Monday, April 27, 2009

Sybase JDBC Drivers Ignore Your Database Selection

A very common strategy in doing database-driven functional tests is for each user to have their own database instance on a shared test machine. This means that they can do whatever they want on that database instance without impacting other users, and that multiple people can run potentially destructive test cases simultaneously.

A common approach to handling that is to append the user name to the database name, and use a system property to choose the correct database instance for that test run (for example, naming your DataSource bean in your Spring context.xml something like db_${user.name}). You then have the JDBC connection declared to have the user name in the connection string (a la jdbc:foo:bar:blahblahblah/myapp_${user.name}). All works great.

Except with Sybase.

In its voyage of annoying developers who have to use their managed language drivers (the C#/ADO.Net ones are particularly noxious), Sybase have decided to screw you by ignoring this parameter when it's not valid.

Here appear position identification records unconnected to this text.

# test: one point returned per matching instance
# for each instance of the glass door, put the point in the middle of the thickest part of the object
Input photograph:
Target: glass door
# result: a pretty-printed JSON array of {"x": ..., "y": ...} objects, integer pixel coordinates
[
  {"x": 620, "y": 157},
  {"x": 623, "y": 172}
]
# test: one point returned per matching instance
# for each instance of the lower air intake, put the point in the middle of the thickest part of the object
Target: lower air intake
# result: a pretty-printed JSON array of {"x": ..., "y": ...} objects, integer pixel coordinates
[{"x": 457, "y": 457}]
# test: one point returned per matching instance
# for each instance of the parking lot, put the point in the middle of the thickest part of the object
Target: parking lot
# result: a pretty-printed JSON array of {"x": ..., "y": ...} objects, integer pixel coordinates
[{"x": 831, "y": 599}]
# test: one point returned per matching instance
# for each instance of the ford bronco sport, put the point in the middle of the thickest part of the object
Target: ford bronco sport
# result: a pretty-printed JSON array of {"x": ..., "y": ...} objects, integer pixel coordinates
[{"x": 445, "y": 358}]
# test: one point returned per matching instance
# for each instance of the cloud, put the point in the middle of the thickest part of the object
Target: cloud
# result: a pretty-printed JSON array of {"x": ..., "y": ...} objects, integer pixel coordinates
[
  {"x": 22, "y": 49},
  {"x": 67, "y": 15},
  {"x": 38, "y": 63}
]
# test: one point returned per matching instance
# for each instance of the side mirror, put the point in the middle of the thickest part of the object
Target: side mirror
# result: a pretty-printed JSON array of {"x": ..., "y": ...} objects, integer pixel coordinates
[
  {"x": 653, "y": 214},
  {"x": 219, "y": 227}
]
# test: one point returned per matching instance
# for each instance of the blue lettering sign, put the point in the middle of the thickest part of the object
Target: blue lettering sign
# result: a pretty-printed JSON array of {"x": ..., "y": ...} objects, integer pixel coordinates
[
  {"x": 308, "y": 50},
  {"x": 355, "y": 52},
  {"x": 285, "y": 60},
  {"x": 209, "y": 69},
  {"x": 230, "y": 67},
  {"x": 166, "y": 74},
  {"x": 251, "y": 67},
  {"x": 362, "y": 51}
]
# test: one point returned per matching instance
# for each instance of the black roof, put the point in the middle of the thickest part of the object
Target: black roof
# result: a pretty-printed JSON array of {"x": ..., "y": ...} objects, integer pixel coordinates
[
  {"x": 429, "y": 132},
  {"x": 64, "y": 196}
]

The Sybase low-level protocol for this scenario largely consists of the following steps (completely simplified):

  1. Connect as user Foo
  2. Connection is now bound to the default database defined for user Foo
  3. Issue a use correct_database statement
  4. Connection is now bound to the database specified in step #3

Here's the problem: if step 3 fails because the database desired doesn't exist, Sybase will silently swallow the failure, and you'll end up in the default database for the user, and not tell you (seriously, there's no log or exception or absolutely any sign of what database you're in). Even better, the Sybase driver doesn't even store this in any field that you can introspect in the debugger, so the Sybase client library thinks it's in the database instance you want, when in fact it's not.

If you have a shared test database (with some real data in it for doing manual/gui-directed testing), and surrogate databases for each user's "blow-away-the-world" style testing, this is Very Bad Behavior Indeed.

Solution: Stop using Sybase. Seriously. Yes, it may have been en vogue 10 years ago, but it sucks.

Tuesday, April 21, 2009

Oracle + Sun : A Java Perspective

Smarter people than I have written about this, but having worked at several of the major players here (a summer at Oracle proper, 12 months at BEA working on WebLogic Server, 2 years working at M7, which got bought by BEA, which got bought by Oracle), I figured I'd pipe in my $0.02.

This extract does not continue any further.